Isidro, luego de consolarle con engañosas afirmaciones, asegurando que antes de una semana verían la tierra ansiada, retrocedió con Castillo hacia la reja de salida.
–¡La esperanza!—dijo con tristeza—. Ese pobre está muy enfermo, le faltan fuerzas para tenerse en pie, y se traslada, sin embargo, de un hemisferio a otro en busca de salud y dinero. ¡Qué de ensueños van en este cascarón con todos nosotros!…
–¡Y si fuese solo!—contestó Castillo—. Pero le acompañan su mujer y tres hijos.

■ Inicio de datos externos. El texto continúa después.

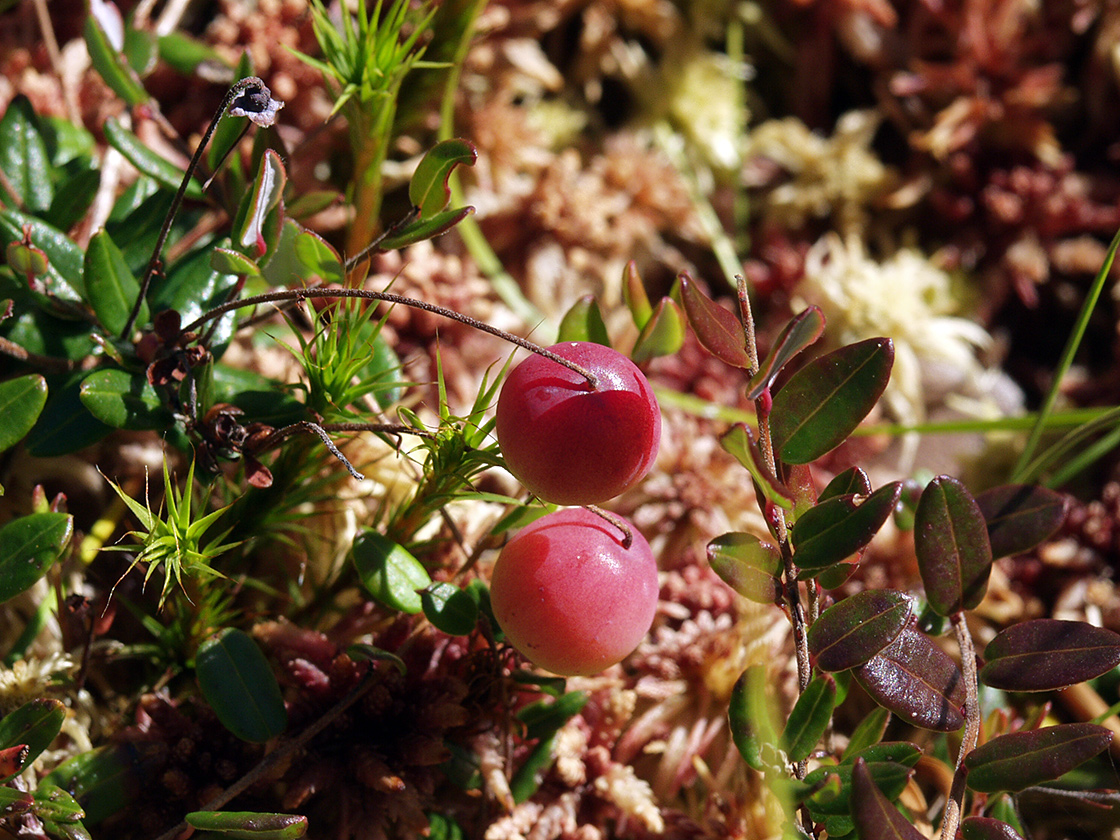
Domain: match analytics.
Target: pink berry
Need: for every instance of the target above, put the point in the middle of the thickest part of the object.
(571, 445)
(570, 597)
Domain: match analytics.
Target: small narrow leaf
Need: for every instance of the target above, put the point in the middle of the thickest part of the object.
(824, 401)
(28, 547)
(21, 401)
(718, 329)
(238, 682)
(1020, 516)
(800, 333)
(917, 681)
(428, 189)
(1047, 654)
(951, 541)
(1020, 759)
(850, 633)
(389, 571)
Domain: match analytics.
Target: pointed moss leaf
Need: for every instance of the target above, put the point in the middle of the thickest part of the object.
(718, 329)
(238, 682)
(1020, 759)
(800, 333)
(24, 157)
(34, 725)
(249, 824)
(21, 401)
(148, 161)
(635, 297)
(809, 718)
(423, 229)
(875, 817)
(951, 542)
(987, 828)
(584, 323)
(1046, 654)
(824, 401)
(852, 481)
(428, 189)
(838, 528)
(28, 547)
(917, 681)
(740, 442)
(110, 285)
(449, 608)
(123, 400)
(1020, 516)
(389, 571)
(747, 565)
(850, 633)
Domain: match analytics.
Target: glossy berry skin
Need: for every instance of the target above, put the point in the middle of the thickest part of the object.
(570, 597)
(571, 445)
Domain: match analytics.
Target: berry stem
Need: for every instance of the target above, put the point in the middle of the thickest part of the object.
(282, 295)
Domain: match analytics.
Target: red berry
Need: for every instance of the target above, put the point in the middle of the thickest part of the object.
(570, 597)
(569, 444)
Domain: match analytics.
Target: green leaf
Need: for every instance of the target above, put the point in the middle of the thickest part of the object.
(148, 161)
(236, 681)
(249, 824)
(35, 725)
(111, 288)
(747, 565)
(24, 157)
(389, 572)
(824, 401)
(21, 401)
(584, 323)
(718, 329)
(28, 547)
(123, 400)
(428, 190)
(951, 542)
(1020, 759)
(800, 333)
(449, 608)
(810, 717)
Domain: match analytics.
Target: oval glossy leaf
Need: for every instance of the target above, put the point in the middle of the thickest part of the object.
(1046, 654)
(663, 333)
(986, 828)
(123, 400)
(24, 156)
(238, 682)
(1020, 759)
(148, 161)
(449, 608)
(917, 681)
(34, 725)
(28, 547)
(249, 824)
(850, 633)
(718, 329)
(428, 189)
(875, 817)
(809, 718)
(389, 571)
(951, 542)
(1020, 516)
(21, 401)
(838, 528)
(584, 323)
(110, 285)
(747, 565)
(800, 333)
(824, 401)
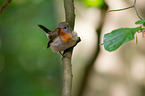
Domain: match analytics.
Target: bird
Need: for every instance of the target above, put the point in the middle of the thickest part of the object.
(60, 38)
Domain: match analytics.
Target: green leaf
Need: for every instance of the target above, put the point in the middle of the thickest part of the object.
(118, 37)
(140, 22)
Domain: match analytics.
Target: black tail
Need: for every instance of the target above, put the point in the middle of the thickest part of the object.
(44, 29)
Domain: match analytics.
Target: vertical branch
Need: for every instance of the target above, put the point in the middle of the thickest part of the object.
(66, 59)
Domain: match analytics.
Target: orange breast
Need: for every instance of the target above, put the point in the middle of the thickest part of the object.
(65, 36)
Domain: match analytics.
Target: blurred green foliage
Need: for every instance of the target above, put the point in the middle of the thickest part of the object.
(27, 67)
(93, 3)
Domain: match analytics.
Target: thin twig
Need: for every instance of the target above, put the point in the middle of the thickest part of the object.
(5, 5)
(66, 60)
(133, 6)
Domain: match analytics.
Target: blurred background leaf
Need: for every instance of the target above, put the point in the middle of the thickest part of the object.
(27, 67)
(93, 3)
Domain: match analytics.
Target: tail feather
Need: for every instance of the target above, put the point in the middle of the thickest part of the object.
(44, 29)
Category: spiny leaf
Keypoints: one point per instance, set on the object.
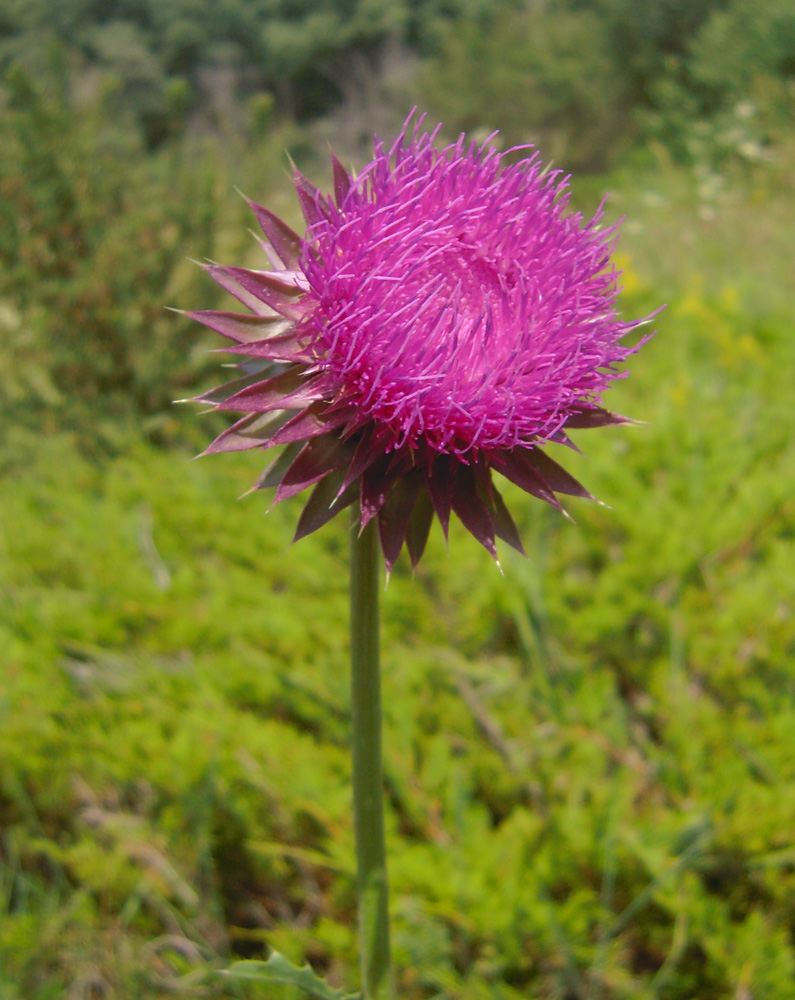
(278, 970)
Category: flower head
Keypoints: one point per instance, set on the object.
(444, 316)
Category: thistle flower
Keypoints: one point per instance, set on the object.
(443, 318)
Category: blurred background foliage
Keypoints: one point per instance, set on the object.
(590, 761)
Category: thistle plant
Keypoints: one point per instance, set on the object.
(444, 317)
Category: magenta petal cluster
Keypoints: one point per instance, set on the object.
(444, 316)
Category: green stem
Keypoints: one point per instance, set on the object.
(368, 803)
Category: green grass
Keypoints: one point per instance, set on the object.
(590, 760)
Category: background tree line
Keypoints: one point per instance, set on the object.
(125, 125)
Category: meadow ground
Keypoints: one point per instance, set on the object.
(590, 761)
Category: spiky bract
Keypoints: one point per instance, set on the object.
(444, 316)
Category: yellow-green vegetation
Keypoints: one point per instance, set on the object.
(590, 760)
(590, 764)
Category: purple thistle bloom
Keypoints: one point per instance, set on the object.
(443, 317)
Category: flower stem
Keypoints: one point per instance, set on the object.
(368, 803)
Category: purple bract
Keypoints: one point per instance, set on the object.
(444, 315)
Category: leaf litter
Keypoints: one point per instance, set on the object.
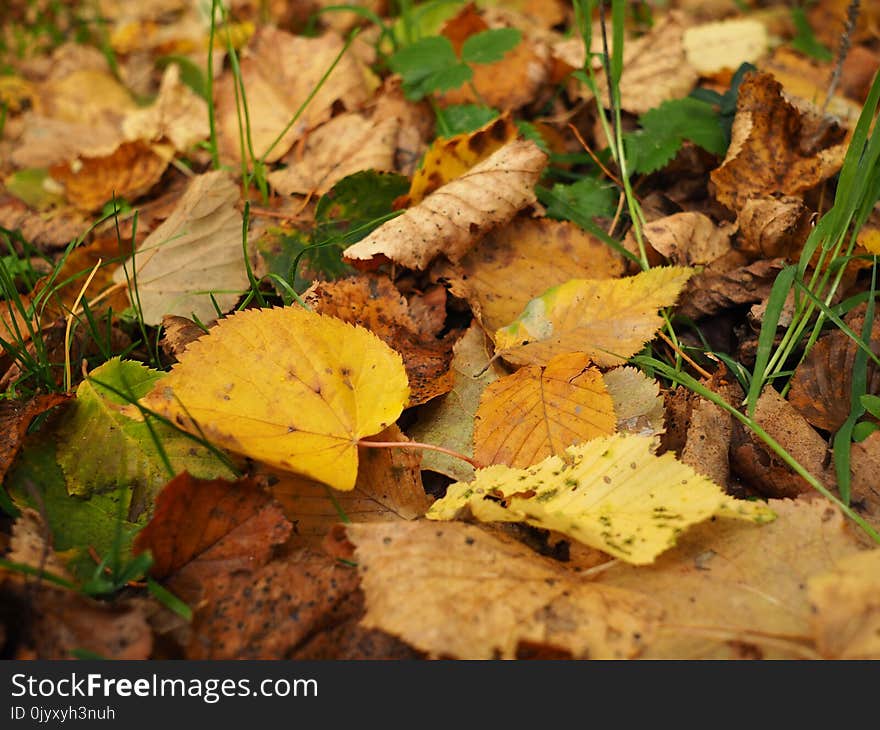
(296, 377)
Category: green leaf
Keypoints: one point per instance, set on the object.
(490, 46)
(101, 446)
(805, 40)
(428, 65)
(666, 127)
(463, 118)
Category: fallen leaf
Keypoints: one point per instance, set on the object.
(770, 152)
(373, 302)
(771, 227)
(846, 609)
(448, 421)
(517, 262)
(192, 263)
(539, 411)
(821, 387)
(450, 220)
(611, 493)
(122, 450)
(655, 68)
(730, 592)
(15, 419)
(724, 45)
(346, 144)
(687, 239)
(289, 387)
(637, 401)
(449, 159)
(609, 320)
(202, 531)
(129, 172)
(458, 591)
(388, 487)
(763, 469)
(279, 72)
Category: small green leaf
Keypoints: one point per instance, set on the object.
(463, 118)
(805, 40)
(490, 46)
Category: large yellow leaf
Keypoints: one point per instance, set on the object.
(611, 493)
(289, 387)
(451, 220)
(608, 319)
(537, 412)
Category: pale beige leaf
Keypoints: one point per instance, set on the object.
(846, 607)
(346, 144)
(195, 253)
(537, 412)
(714, 47)
(637, 401)
(451, 219)
(458, 591)
(731, 591)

La ilusión de la salud le había hecho desarraigarse de su pueblo. Allá en Galicia no podía trabajar una semana entera sin que el esfuerzo atrajese la enfermedad. La imagen de América había pasado por su miseria como un resplandor de esperanza. En aquella tierra de fortuna, donde todos se transformaban, él sería otro hombre. Y repuesto por unos meses de descanso y holgura, a causa de haber vendido su casucho y unas vacas, Muiños entró en el buque con un aspecto engañador de hombre sano. El ambiente del mar y la vida de a bordo habían sido fatales para él: cada día transcurrido marcaba un descenso de su salud.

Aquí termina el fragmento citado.